After spending five years in government displaying only a faint interest in investing in ordinary people, David Cameron has suddenly demonstrated his caring side with prison reform.

By ‘investment’, I mean building for the future by borrowing if necessary, cash at the right rate of interest and using it to improve the environment by making savings larger than the borrowing costs to pay off the loans.

‘Savings’ means reducing costs which might otherwise be incurred through poor roads or poor health for example.

What is putting cash into the items above if it isn’t investment?

How else would we have acquired the NHS, utilities and railways for instance?
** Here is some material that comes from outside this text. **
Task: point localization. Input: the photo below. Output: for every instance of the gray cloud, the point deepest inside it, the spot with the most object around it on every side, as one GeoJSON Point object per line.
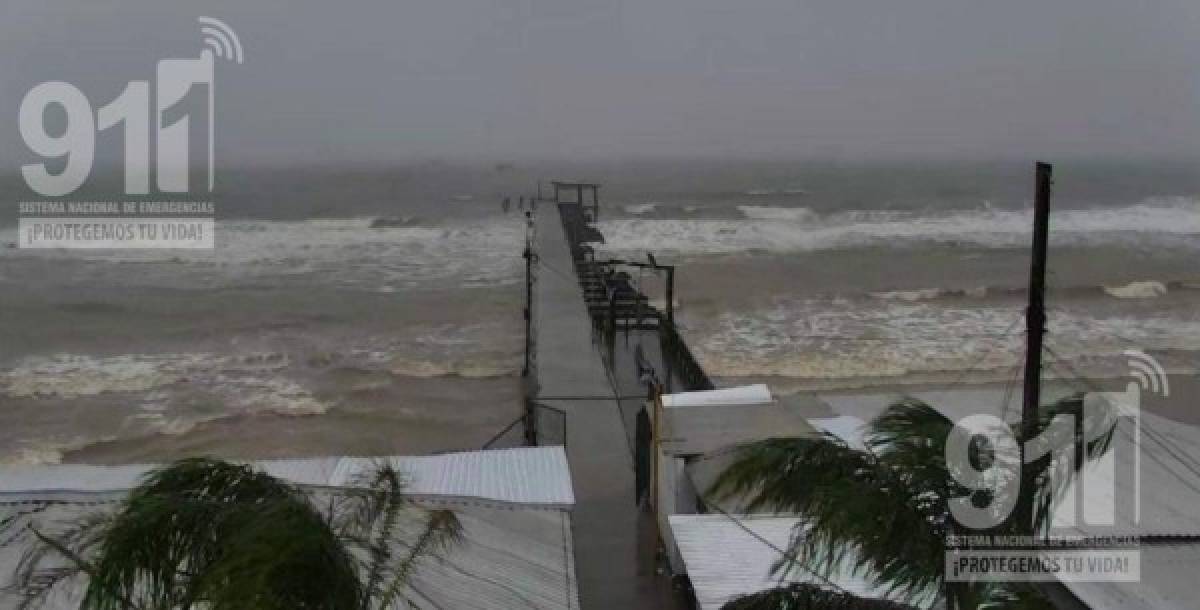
{"type": "Point", "coordinates": [373, 81]}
Whilst I support anything which reduces recidivism and helps to make positive changes to convicts’ lives which are blighted not only by the mistakes they have made but exacerbated by their negative spells in prison, there seems to be an irony in the situation. The Prime Minister aims to invest in our penal system which is manifestly unfit for purpose . But, for some time he has been showing this benevolent side of his nature to other elements of our society; the excessively rich he rewards with ‘sweeties’ of various descriptions and the increasing number of corporations which are allowed to avoid their moral, if not legal requirement, to pay their taxes.

I’m not sure that letting firms off paying tax on some £23 trillion in the Caymans quite fits the term ‘investment’ since it is our money they are ‘stealing’ but it seems that criminals and tax avoiders have something in common which entitles them to be helped somewhat while workers who struggle on zero-hours contracts and those who cannot both feed their families and pay their rent, are now viewed metaphorically in comparison, as worthless good-for-nothings.

To illustrate this, George Osborne runs the economy with the sensitivity of a sledgehammer. With interest rates lower than they have ever been, he ignores the fact that roads don't repair themselves, sick and poor citizens can't heal themselves and borrowing is cheap. The only hope may rest in their being reclassified by Iain Duncan Smith as either criminals or tax avoiders and get treated nicely like them.